Says Jayson Stark of The Athletic:

They can’t be about to drive off this cliff, can they?

They can’t be about to call off this baseball season over money, can they?

That wouldn’t just be short-sighted. That wouldn’t just be selfish. It might be fatal.

Since I’ve done this for a while now, I’m allowed to mention that I watched this happen once before. That was in 1994, when Bud Selig and Don Fehr drove this very same bus over this very same cliff. They took a World Series right down to the bottom of that canyon with them back then. And you know what? Their sport has never been the same.

Oh, baseball has made many billions of dollars since then. It has found a way to make the cash registers ring. But if you think $$$$$ = Everything’s Cool Now, you could not be more wrong about that.

Baseball may have regained its ability to generate revenue over this last quarter-century. But you know what it has never regained? Its place in American culture. Its place in the American heart.
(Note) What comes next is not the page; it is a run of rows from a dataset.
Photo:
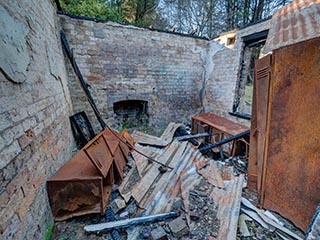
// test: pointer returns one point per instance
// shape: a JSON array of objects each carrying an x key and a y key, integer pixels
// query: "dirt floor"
[{"x": 203, "y": 223}]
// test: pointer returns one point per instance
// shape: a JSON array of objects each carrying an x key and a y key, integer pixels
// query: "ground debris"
[{"x": 205, "y": 193}]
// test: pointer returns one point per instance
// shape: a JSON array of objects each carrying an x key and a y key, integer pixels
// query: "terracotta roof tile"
[{"x": 296, "y": 22}]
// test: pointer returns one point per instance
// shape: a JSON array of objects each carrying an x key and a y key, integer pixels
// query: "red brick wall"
[{"x": 35, "y": 136}]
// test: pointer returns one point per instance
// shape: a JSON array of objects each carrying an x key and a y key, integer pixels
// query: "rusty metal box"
[{"x": 78, "y": 189}]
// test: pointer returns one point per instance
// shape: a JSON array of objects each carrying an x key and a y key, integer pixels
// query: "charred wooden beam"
[
  {"x": 108, "y": 226},
  {"x": 224, "y": 141}
]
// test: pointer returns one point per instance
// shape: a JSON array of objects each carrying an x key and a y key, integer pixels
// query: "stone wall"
[
  {"x": 129, "y": 63},
  {"x": 223, "y": 67},
  {"x": 35, "y": 136}
]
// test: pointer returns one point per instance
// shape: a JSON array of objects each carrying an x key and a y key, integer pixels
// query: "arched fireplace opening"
[{"x": 131, "y": 113}]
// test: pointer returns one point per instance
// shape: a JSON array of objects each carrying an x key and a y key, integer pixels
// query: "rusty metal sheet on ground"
[
  {"x": 164, "y": 140},
  {"x": 291, "y": 181},
  {"x": 99, "y": 153},
  {"x": 76, "y": 184}
]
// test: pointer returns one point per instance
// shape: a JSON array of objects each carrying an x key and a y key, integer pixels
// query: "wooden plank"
[
  {"x": 217, "y": 122},
  {"x": 228, "y": 201},
  {"x": 164, "y": 140},
  {"x": 212, "y": 175},
  {"x": 187, "y": 137},
  {"x": 243, "y": 228},
  {"x": 158, "y": 185},
  {"x": 171, "y": 188},
  {"x": 141, "y": 161},
  {"x": 267, "y": 220},
  {"x": 128, "y": 222},
  {"x": 144, "y": 184}
]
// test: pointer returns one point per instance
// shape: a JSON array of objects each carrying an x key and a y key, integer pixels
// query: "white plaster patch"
[{"x": 14, "y": 57}]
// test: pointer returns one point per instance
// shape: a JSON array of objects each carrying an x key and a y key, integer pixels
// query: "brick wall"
[
  {"x": 35, "y": 136},
  {"x": 223, "y": 66},
  {"x": 129, "y": 63}
]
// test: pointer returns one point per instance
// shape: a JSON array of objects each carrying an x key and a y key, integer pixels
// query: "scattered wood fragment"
[
  {"x": 164, "y": 179},
  {"x": 243, "y": 228},
  {"x": 255, "y": 217},
  {"x": 228, "y": 201},
  {"x": 143, "y": 186},
  {"x": 189, "y": 178},
  {"x": 269, "y": 221},
  {"x": 128, "y": 222},
  {"x": 171, "y": 188},
  {"x": 165, "y": 139},
  {"x": 212, "y": 175},
  {"x": 187, "y": 137}
]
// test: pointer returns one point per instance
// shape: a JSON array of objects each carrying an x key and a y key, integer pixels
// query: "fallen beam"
[
  {"x": 269, "y": 221},
  {"x": 187, "y": 137},
  {"x": 224, "y": 141},
  {"x": 108, "y": 226}
]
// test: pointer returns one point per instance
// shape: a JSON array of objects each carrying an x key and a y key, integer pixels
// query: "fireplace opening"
[{"x": 131, "y": 113}]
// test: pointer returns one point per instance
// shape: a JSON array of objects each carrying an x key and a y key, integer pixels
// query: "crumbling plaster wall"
[
  {"x": 129, "y": 63},
  {"x": 223, "y": 67},
  {"x": 35, "y": 134}
]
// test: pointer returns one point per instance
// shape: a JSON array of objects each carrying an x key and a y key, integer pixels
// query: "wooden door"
[{"x": 258, "y": 121}]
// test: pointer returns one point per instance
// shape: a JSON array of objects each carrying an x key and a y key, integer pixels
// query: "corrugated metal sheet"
[
  {"x": 291, "y": 177},
  {"x": 296, "y": 22}
]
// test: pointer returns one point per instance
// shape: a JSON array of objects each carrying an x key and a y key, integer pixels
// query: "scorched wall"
[
  {"x": 35, "y": 136},
  {"x": 129, "y": 63}
]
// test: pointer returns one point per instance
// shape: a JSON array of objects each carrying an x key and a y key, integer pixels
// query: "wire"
[{"x": 93, "y": 105}]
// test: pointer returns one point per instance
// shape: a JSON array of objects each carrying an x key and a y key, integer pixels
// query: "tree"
[{"x": 90, "y": 8}]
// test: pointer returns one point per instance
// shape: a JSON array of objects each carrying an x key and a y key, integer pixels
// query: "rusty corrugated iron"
[
  {"x": 77, "y": 189},
  {"x": 83, "y": 185},
  {"x": 296, "y": 22},
  {"x": 291, "y": 173}
]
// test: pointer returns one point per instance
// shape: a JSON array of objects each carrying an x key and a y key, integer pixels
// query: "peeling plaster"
[
  {"x": 14, "y": 57},
  {"x": 208, "y": 63}
]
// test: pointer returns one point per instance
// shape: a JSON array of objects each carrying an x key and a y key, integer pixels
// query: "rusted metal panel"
[
  {"x": 291, "y": 176},
  {"x": 258, "y": 122},
  {"x": 77, "y": 189},
  {"x": 100, "y": 154}
]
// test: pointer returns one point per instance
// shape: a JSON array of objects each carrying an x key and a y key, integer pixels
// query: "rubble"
[
  {"x": 204, "y": 194},
  {"x": 158, "y": 234},
  {"x": 178, "y": 227},
  {"x": 117, "y": 205}
]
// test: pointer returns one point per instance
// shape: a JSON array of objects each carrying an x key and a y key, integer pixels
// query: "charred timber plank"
[
  {"x": 145, "y": 183},
  {"x": 187, "y": 137},
  {"x": 224, "y": 141},
  {"x": 128, "y": 222}
]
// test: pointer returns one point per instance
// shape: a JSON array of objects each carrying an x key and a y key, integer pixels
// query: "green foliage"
[
  {"x": 137, "y": 12},
  {"x": 90, "y": 8}
]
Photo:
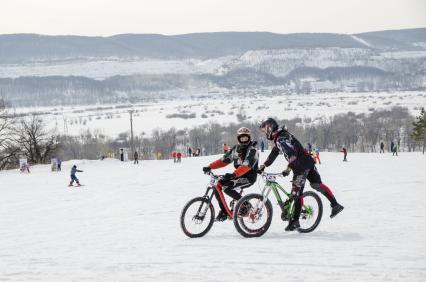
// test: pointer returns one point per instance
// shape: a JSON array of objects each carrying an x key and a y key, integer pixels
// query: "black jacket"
[{"x": 297, "y": 157}]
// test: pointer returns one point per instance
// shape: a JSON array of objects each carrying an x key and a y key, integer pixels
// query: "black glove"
[
  {"x": 207, "y": 169},
  {"x": 228, "y": 176},
  {"x": 261, "y": 169},
  {"x": 286, "y": 172}
]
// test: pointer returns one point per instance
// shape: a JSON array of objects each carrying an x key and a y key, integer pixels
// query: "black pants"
[
  {"x": 299, "y": 180},
  {"x": 228, "y": 187}
]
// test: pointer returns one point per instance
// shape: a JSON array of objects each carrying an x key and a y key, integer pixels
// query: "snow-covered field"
[
  {"x": 124, "y": 225},
  {"x": 114, "y": 119},
  {"x": 101, "y": 69}
]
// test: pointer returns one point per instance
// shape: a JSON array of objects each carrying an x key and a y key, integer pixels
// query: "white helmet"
[{"x": 243, "y": 136}]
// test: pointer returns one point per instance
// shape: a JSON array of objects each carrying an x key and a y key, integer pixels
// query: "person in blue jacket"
[{"x": 74, "y": 170}]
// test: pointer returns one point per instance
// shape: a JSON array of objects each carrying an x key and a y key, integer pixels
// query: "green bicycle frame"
[{"x": 272, "y": 185}]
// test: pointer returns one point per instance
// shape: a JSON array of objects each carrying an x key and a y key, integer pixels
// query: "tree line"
[{"x": 29, "y": 137}]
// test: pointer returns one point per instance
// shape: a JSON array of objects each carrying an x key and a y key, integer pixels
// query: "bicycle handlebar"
[{"x": 266, "y": 174}]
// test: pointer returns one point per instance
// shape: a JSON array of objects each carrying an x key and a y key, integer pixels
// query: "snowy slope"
[
  {"x": 114, "y": 119},
  {"x": 124, "y": 226}
]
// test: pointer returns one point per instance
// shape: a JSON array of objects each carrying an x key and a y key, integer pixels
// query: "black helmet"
[{"x": 269, "y": 126}]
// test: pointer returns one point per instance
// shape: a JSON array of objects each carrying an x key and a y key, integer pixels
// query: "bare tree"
[
  {"x": 36, "y": 142},
  {"x": 8, "y": 148}
]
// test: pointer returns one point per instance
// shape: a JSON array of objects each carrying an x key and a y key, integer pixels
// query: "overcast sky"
[{"x": 108, "y": 17}]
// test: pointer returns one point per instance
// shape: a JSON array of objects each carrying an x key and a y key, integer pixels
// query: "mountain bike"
[
  {"x": 257, "y": 220},
  {"x": 198, "y": 214}
]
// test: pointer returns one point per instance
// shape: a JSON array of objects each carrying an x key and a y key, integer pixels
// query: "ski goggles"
[{"x": 243, "y": 139}]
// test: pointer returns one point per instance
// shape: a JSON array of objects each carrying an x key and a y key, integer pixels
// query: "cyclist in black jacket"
[{"x": 302, "y": 165}]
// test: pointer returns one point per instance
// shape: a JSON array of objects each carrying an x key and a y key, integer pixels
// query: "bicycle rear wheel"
[
  {"x": 311, "y": 213},
  {"x": 197, "y": 217},
  {"x": 252, "y": 217}
]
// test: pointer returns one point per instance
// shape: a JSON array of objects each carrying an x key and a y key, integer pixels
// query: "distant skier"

Its place in the American soul.

For 100 years, baseball was America. Baseball was summer. Baseball was ingrained in the fabric of American life in a way no other sport was. But killing that World Series cut that cord. Yes, baseball still matters. But not like that.

So now imagine what happens in a couple of weeks, if this round of labor talks winds up in the same dysfunctional place. Imagine those dueling Zoom press conferences, as Rob Manfred and Tony Clark try to explain why there won’t be an MLB season in 2020, at a time when America has never needed one more.

I’ve asked lots of people in baseball lately to compare that outcome to canceling the World Series in 1994. Every one of them has had the same response:

“Oh, this would be worse. Much worse.”